Nmap Development mailing list archives

Re: On Demand Nmap Build Testing


From: jrf <jay.fink () gmail com>
Date: Wed, 2 Jun 2010 12:54:01 -0400

Agreed. Although I don't know about the exact method (e.g. make test
etc.) it would undergo the current process. That is we could get
something together, send it to the list for interest/inclusion as some
later date.

Right now what I need to know is what do we think are some core tests
for all platforms and are there any per platform particulars.

I can't possibly iterate through every single nmap general operation
but I am sure there is a well known common set of options we like to
use (I for one almost always use -sV on a first pass).

In the meantime, I can work on building out the script to not just do
build but add on testing, then tack on what everyone thinks we should
as I go along.

On Wed, Jun 02, 2010 at 09:16:31AM -0500, Daniel Miller wrote:
It'd be great if the common tests were distributed with the source. Perl  
packages ship with tests that can be run with `make test`. This would  
make it easier for anyone compiling from source to run some basic tests  
and send back the results if it breaks.

Dan

On 06/02/2010 05:54 AM, jrf wrote:
Sounds close to regression testing.

Yes dovetailing that right onto builds would be a great move.
No reason to wait until next year.

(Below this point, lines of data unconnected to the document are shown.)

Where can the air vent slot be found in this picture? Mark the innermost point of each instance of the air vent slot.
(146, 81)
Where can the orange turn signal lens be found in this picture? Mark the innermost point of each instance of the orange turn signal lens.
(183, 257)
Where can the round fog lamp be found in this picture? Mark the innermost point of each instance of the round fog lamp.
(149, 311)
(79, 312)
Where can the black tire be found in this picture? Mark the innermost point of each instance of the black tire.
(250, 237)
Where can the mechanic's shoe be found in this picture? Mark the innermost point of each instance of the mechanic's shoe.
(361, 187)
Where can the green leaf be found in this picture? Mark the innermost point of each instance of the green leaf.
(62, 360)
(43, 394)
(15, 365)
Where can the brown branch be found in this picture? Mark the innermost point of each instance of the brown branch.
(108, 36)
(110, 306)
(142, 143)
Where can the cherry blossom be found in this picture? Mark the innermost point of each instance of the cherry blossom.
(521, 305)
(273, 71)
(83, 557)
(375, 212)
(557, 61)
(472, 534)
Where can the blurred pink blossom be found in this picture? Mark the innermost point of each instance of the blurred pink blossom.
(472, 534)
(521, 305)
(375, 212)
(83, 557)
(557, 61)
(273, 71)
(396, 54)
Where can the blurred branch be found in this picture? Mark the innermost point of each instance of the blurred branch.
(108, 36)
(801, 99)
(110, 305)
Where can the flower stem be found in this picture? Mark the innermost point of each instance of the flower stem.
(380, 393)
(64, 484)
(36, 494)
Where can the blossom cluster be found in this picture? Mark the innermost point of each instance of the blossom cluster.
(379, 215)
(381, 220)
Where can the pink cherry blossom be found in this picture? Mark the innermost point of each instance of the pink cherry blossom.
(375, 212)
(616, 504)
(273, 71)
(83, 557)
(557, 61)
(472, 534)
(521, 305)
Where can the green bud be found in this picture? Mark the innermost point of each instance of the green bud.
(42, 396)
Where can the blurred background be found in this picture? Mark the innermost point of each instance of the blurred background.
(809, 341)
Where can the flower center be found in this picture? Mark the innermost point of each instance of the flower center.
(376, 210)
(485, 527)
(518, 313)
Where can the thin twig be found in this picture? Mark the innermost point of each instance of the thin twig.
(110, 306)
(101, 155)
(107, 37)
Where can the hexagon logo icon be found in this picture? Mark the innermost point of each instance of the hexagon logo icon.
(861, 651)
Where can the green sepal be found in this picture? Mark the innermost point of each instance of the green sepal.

I can bang around with this in my
spare time and it isn't exactly a high priority item so there is
zero pressure.

Could we enumerate some common tests then maybe OS specific ones?
What I would do is for an initial pass write a script (or many) then
hopefully get it to the point where it is something we can all use and
easily adapt.

Perhaps if a script turns out not to be good enough, a full blown
harness could be a project for next summer of code.

On Tue, Jun 01, 2010 at 05:30:44PM -0400, Michael Pattrick wrote:
   
It's a good idea, especially with how practically any modern computer
can handle many simultaneous VMs with ease. But I would suggest
integrating tests into the mix; bugs that break builds are easily
identified. More useful would be if we could detect when a change
makes OS detection less accurate, or if FIN scan stops working on
NetBSD.

Maybe something for next SoC...

-M

On Tue, Jun 1, 2010 at 9:50 AM, jrf<jay.fink () gmail com>  wrote:
     
All,

I thought I would share this with everyone in case anyone else was
interested in doing something similar. Last week I setup some very
simple scripts to do the following with virtual machines:

start a screen session and logit
power on a vm
ssh to a vm and execute a script which then does:
  svn up of nmap
  rm -rf previous build (ran into problems running clean)
  cp -R nmap nmap-build
  cd nmap-build
  configure&&  make
power off vm
mv the screenlog

Then I repeat the process for the next vm. Right now I am only doing
two, NetBSD-current (as of 2 weeks ago) and FreeBSD-current. I do
periodic updates and builds manually on my physical debian and mac
systems anyhow.

At this point I am just about ready to automate building on NetBSD,
FreeBSD and Linux (the mac not so much as I use it for work :)

Anyhow, just something I thought everyone might be interested in. So
far the only *problem* I have come across is the subshell on NetBSD is
kind of a pain so I switched the build user to bash from pkgsrc.